What Original Medicare Does Not Cover
The gaps in basic Medicare are significant and catch many new enrollees off guard. Original Medicare does not cover:
- Most dental care: routine cleanings, fillings, tooth extractions, and dentures
- Vision: eye exams for prescription glasses and the glasses or contacts themselves
- Hearing aids and the exams required to fit them
- Long-term care: ongoing custodial help with daily living in a nursing home or at home
- Prescription drugs: medications you pick up at a pharmacy (with limited exceptions)
- Routine physical exams (the yearly wellness visit is covered, but a comprehensive physical is different)
- Cosmetic surgery and massage therapy
- Care from providers who have opted out of Medicare (except in emergencies)
These exclusions are why most Medicare beneficiaries add other coverage on top of Parts A and B.
Filling the Gaps: Part D and Medigap
Original Medicare has two common add-ons.
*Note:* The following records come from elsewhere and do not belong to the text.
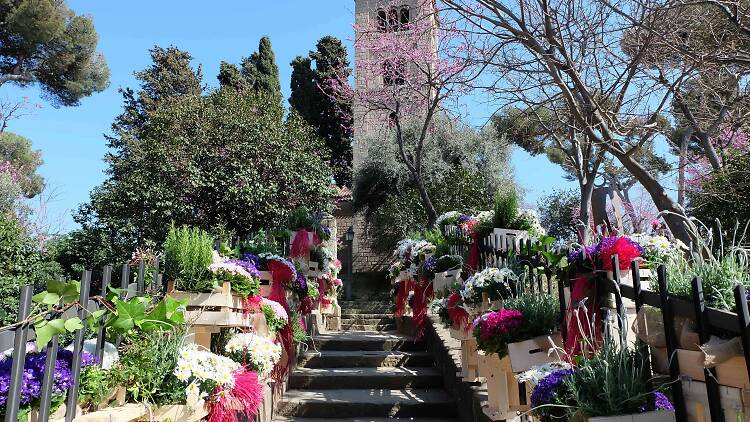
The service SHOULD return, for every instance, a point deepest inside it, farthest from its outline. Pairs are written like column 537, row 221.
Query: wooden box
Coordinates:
column 525, row 354
column 735, row 402
column 503, row 394
column 732, row 373
column 443, row 281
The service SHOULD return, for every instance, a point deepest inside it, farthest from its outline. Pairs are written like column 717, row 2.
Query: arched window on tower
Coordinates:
column 394, row 72
column 382, row 21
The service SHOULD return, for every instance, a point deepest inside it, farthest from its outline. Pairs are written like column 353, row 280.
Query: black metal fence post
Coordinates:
column 743, row 320
column 75, row 366
column 712, row 387
column 671, row 339
column 19, row 356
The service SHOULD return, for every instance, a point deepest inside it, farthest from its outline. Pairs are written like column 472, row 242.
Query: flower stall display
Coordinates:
column 612, row 385
column 226, row 387
column 512, row 340
column 256, row 353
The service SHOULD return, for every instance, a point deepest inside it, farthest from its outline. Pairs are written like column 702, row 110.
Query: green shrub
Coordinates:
column 147, row 367
column 188, row 254
column 506, row 209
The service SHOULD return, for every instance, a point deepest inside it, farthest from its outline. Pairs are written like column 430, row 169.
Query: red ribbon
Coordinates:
column 473, row 261
column 580, row 318
column 402, row 296
column 423, row 293
column 458, row 315
column 301, row 244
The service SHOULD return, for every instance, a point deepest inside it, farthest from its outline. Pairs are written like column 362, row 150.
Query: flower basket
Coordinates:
column 731, row 373
column 525, row 354
column 503, row 396
column 507, row 239
column 654, row 416
column 266, row 279
column 446, row 279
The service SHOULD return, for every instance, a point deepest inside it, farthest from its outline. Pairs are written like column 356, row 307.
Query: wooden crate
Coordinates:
column 732, row 373
column 653, row 416
column 444, row 280
column 525, row 354
column 735, row 402
column 503, row 396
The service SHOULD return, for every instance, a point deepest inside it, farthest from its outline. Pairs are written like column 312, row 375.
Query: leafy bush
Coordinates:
column 147, row 368
column 188, row 252
column 21, row 263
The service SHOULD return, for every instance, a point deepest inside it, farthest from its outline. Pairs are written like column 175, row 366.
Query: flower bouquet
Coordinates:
column 512, row 340
column 612, row 385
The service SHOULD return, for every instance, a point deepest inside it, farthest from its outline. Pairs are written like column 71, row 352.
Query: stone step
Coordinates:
column 356, row 313
column 363, row 320
column 363, row 419
column 347, row 359
column 348, row 404
column 368, row 327
column 380, row 378
column 367, row 341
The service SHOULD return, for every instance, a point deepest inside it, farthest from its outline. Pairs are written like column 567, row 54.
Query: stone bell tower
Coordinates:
column 379, row 16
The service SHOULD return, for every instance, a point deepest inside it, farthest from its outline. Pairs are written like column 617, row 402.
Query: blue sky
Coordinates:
column 71, row 139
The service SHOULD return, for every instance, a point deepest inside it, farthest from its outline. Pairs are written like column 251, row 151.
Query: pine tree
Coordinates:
column 332, row 118
column 259, row 72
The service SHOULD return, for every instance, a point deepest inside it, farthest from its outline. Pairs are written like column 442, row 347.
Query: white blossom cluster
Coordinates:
column 196, row 367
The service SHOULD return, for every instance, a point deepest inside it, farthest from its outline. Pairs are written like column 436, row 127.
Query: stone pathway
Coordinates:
column 367, row 372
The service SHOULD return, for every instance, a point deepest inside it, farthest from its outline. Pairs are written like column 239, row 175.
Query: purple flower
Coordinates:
column 248, row 265
column 546, row 388
column 661, row 402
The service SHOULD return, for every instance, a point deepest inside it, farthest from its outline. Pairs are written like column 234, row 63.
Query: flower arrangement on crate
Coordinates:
column 528, row 317
column 257, row 353
column 224, row 384
column 612, row 382
column 488, row 287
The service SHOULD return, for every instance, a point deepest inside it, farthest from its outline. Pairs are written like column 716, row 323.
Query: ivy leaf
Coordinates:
column 45, row 330
column 73, row 324
column 129, row 315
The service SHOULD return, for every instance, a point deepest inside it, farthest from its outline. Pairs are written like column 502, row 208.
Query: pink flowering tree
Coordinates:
column 412, row 66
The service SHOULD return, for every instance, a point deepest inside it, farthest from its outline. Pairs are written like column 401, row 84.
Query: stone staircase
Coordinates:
column 367, row 372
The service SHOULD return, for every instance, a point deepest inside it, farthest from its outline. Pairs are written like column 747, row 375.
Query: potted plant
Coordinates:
column 612, row 385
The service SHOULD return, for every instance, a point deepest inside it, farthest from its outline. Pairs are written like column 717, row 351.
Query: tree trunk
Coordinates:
column 681, row 182
column 663, row 202
column 426, row 203
column 587, row 190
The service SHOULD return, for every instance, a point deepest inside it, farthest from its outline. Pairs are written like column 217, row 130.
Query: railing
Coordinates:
column 22, row 332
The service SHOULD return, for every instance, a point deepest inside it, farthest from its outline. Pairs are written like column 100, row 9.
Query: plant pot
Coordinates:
column 732, row 373
column 734, row 402
column 654, row 416
column 526, row 354
column 445, row 279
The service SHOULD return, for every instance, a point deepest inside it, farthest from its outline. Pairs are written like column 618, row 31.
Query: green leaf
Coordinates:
column 73, row 324
column 45, row 330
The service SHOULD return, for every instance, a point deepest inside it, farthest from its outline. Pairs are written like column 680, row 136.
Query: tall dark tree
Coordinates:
column 313, row 99
column 259, row 72
column 44, row 42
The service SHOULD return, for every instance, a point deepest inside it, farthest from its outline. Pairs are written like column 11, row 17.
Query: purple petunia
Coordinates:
column 546, row 388
column 661, row 402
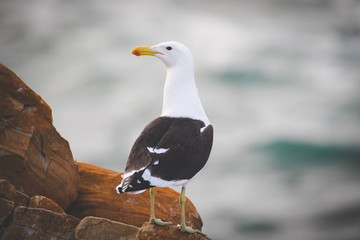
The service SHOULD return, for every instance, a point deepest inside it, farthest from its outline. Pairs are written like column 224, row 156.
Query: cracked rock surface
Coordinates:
column 33, row 155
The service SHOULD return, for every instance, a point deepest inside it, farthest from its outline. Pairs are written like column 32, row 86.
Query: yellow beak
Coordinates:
column 139, row 51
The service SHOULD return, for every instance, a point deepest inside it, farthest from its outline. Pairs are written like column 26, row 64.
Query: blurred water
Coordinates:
column 279, row 80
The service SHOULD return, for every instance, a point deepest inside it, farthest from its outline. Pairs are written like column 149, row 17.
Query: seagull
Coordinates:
column 174, row 147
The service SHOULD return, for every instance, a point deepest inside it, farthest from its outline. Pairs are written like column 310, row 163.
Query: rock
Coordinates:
column 103, row 229
column 34, row 224
column 170, row 232
column 45, row 203
column 6, row 208
column 33, row 155
column 97, row 197
column 8, row 191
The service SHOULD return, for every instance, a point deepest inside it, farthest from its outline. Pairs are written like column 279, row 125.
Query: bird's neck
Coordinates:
column 181, row 97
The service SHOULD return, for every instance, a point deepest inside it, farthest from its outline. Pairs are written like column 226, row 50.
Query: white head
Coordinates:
column 180, row 93
column 171, row 53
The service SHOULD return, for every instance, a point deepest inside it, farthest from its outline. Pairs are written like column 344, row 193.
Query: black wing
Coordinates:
column 170, row 149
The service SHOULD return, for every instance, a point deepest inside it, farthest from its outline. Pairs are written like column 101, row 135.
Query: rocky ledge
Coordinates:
column 45, row 194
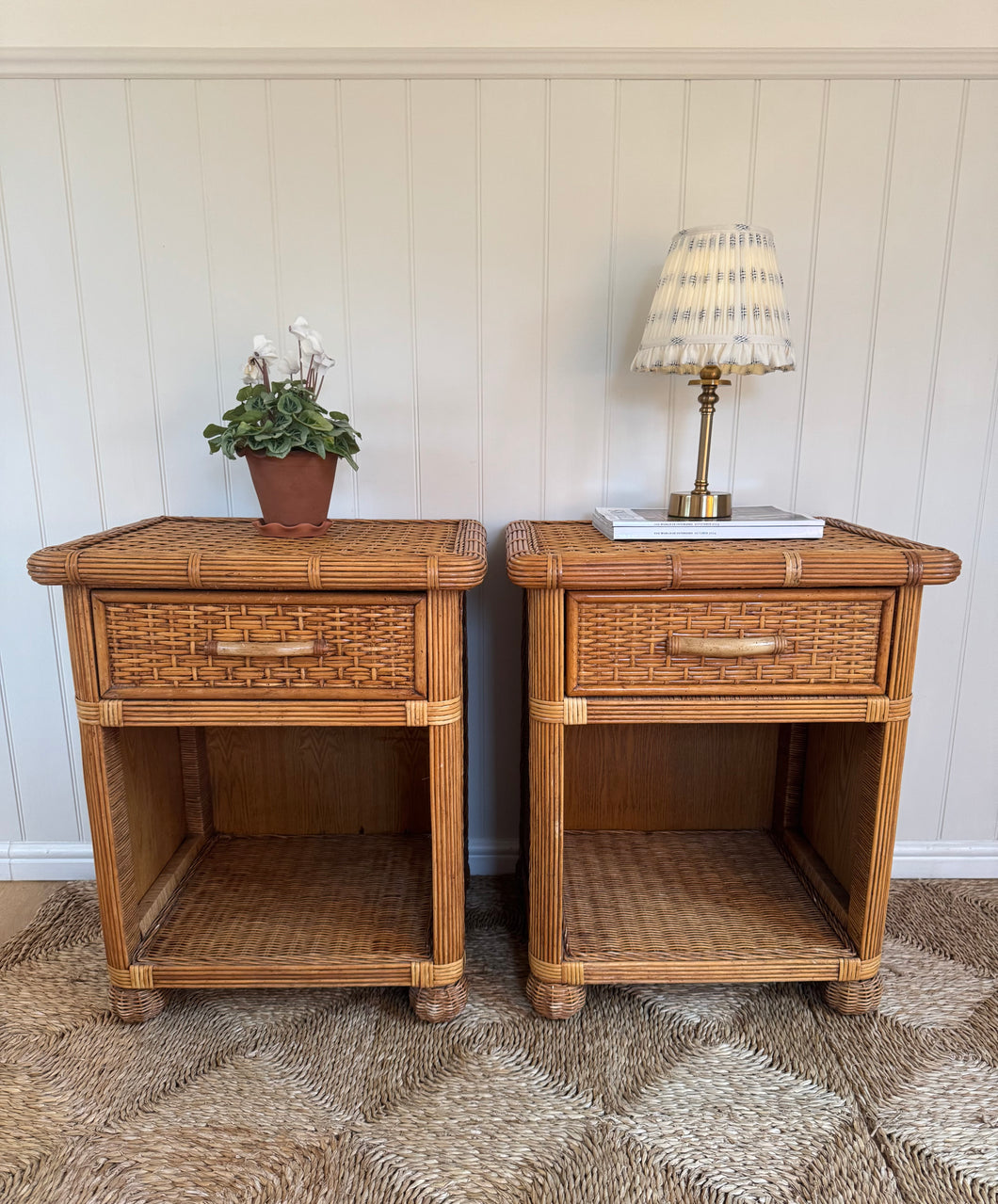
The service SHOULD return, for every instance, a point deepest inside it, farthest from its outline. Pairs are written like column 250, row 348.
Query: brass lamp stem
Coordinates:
column 708, row 400
column 700, row 504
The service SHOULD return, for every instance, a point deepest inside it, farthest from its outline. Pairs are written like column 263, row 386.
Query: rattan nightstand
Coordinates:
column 272, row 741
column 716, row 733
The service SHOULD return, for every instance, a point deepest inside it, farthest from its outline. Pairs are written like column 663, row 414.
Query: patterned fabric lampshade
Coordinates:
column 718, row 303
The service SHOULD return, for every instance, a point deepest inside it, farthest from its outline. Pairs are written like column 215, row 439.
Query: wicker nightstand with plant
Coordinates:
column 272, row 741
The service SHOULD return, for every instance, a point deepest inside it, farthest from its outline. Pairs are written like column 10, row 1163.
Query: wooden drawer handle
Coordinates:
column 726, row 646
column 264, row 648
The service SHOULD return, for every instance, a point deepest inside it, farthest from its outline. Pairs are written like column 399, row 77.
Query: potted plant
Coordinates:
column 289, row 441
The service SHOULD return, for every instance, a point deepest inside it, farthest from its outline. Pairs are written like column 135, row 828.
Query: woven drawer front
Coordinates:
column 822, row 642
column 366, row 646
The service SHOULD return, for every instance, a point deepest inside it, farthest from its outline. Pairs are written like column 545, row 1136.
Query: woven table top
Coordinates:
column 575, row 555
column 215, row 554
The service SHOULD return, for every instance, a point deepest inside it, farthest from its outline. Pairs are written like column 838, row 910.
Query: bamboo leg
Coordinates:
column 854, row 998
column 135, row 1006
column 447, row 798
column 439, row 1003
column 555, row 1001
column 104, row 779
column 198, row 786
column 545, row 676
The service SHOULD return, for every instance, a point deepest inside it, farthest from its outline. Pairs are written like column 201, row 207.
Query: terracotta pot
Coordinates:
column 293, row 491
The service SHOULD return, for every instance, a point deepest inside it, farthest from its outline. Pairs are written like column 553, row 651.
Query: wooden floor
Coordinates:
column 20, row 903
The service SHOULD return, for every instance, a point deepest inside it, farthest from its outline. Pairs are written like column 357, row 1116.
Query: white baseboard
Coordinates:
column 945, row 859
column 63, row 859
column 492, row 857
column 662, row 63
column 23, row 861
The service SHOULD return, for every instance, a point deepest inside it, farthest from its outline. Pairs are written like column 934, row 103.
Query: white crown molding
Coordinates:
column 59, row 859
column 506, row 64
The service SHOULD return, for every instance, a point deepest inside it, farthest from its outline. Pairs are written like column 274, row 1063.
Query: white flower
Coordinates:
column 283, row 367
column 311, row 340
column 251, row 374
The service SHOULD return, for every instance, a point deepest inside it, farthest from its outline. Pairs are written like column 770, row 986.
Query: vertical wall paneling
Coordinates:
column 172, row 237
column 52, row 435
column 916, row 249
column 16, row 473
column 236, row 168
column 375, row 132
column 720, row 155
column 480, row 255
column 968, row 805
column 443, row 120
column 579, row 253
column 513, row 240
column 308, row 236
column 849, row 247
column 98, row 153
column 944, row 797
column 787, row 156
column 649, row 180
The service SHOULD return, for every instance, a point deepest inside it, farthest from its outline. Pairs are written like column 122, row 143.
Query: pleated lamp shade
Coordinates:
column 718, row 303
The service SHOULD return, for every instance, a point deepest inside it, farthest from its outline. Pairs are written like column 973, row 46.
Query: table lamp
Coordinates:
column 718, row 307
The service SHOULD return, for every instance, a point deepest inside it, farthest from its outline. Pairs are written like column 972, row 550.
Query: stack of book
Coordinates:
column 746, row 522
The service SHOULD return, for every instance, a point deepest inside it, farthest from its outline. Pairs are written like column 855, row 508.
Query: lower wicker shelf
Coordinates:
column 283, row 910
column 672, row 907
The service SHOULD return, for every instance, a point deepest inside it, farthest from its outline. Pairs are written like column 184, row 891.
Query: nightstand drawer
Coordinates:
column 245, row 646
column 734, row 642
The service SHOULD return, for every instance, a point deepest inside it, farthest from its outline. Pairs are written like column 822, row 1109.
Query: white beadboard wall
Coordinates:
column 479, row 254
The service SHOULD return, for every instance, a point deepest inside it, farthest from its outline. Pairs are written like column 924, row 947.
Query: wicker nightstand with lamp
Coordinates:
column 716, row 728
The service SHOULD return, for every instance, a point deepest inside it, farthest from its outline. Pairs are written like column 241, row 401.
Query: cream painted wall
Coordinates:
column 480, row 254
column 497, row 23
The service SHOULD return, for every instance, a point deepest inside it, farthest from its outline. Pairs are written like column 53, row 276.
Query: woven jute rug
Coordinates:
column 682, row 1095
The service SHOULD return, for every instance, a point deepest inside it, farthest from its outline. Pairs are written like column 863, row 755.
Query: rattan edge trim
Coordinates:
column 267, row 712
column 106, row 713
column 721, row 708
column 459, row 569
column 855, row 970
column 433, row 714
column 135, row 978
column 571, row 973
column 564, row 711
column 433, row 974
column 917, row 564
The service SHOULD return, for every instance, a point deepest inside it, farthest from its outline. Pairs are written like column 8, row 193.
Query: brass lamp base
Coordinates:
column 700, row 506
column 700, row 502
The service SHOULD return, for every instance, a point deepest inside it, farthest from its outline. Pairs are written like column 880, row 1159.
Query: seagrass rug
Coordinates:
column 682, row 1095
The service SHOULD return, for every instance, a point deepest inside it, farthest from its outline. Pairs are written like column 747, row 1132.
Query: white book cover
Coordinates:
column 746, row 522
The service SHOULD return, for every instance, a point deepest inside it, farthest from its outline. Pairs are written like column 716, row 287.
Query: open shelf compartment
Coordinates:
column 280, row 910
column 648, row 907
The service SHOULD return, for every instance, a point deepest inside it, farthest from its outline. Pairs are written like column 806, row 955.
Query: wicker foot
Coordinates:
column 855, row 998
column 437, row 1003
column 555, row 1001
column 137, row 1006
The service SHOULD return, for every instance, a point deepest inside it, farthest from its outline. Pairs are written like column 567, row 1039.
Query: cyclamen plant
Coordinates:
column 279, row 415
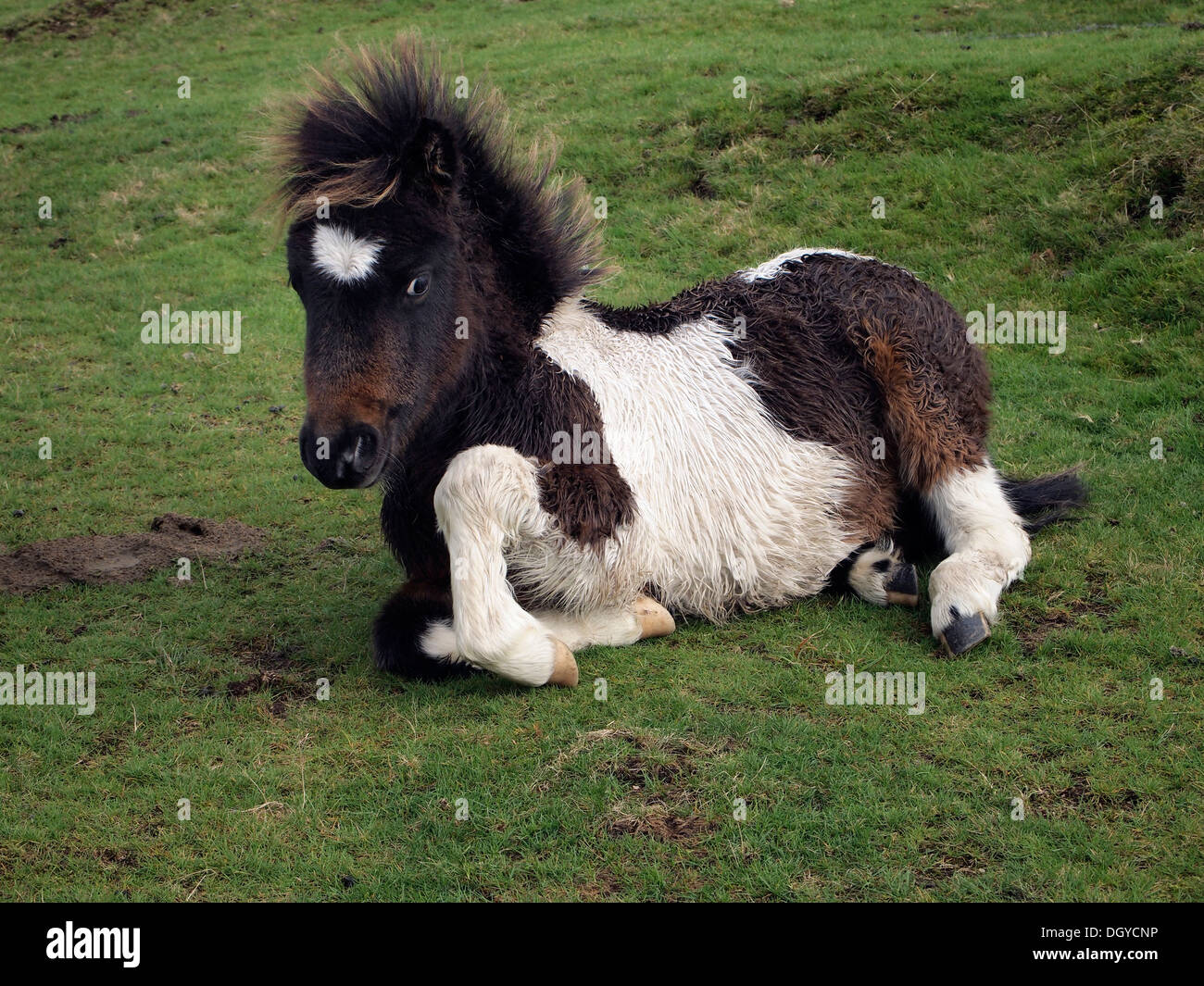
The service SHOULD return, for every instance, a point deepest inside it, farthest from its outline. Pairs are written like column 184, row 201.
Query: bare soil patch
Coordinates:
column 121, row 559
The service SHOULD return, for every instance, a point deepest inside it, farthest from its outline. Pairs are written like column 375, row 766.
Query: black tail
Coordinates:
column 1047, row 499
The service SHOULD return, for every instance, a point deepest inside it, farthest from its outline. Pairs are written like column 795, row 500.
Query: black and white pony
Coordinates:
column 560, row 473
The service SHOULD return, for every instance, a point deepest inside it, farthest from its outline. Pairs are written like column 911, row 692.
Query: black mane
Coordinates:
column 353, row 143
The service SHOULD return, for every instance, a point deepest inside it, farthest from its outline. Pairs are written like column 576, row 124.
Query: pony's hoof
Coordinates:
column 964, row 632
column 564, row 670
column 902, row 584
column 654, row 619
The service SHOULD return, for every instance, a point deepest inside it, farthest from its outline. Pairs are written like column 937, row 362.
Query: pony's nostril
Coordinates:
column 365, row 452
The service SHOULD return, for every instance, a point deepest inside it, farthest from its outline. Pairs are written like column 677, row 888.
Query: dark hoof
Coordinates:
column 964, row 632
column 902, row 584
column 398, row 631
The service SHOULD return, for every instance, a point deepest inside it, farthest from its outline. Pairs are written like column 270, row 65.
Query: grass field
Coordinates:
column 1035, row 203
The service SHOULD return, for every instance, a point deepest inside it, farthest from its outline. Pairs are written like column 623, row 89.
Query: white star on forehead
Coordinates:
column 342, row 256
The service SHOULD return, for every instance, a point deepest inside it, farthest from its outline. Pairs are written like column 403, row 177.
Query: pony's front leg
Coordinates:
column 486, row 501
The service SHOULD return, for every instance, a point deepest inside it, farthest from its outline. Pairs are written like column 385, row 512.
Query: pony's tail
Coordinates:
column 1047, row 499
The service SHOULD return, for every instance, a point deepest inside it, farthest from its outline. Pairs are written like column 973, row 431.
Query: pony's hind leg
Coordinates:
column 609, row 628
column 988, row 549
column 880, row 574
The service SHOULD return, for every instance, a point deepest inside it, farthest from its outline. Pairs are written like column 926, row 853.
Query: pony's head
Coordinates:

Medicare Part D is a separate prescription drug plan you can purchase from a private insurer. It covers medications you fill at a pharmacy, which Parts A and B generally do not. Part B does cover a limited number of drugs, including insulin for pump users (capped at $35 per month’s supply) and medications administered in a doctor’s office, but everyday prescriptions require Part D.
Medigap (Medicare Supplement Insurance) is a private policy designed to cover some or all of the cost-sharing that Original Medicare leaves behind, like your 20% coinsurance under Part B, the Part A hospital deductible, and excess charges. Without Medigap or another form of supplemental coverage, there is no annual limit on what you can pay out of pocket under Original Medicare. A single extended hospital stay or a series of specialist visits can add up quickly.
Medicare Advantage (Part C) is an alternative to this whole setup. It bundles Parts A and B (and usually Part D) into a single plan from a private insurer, often with added dental, vision, and hearing benefits and a built-in out-of-pocket maximum. But it operates through provider networks and requires different trade-offs than Original Medicare with a Medigap policy.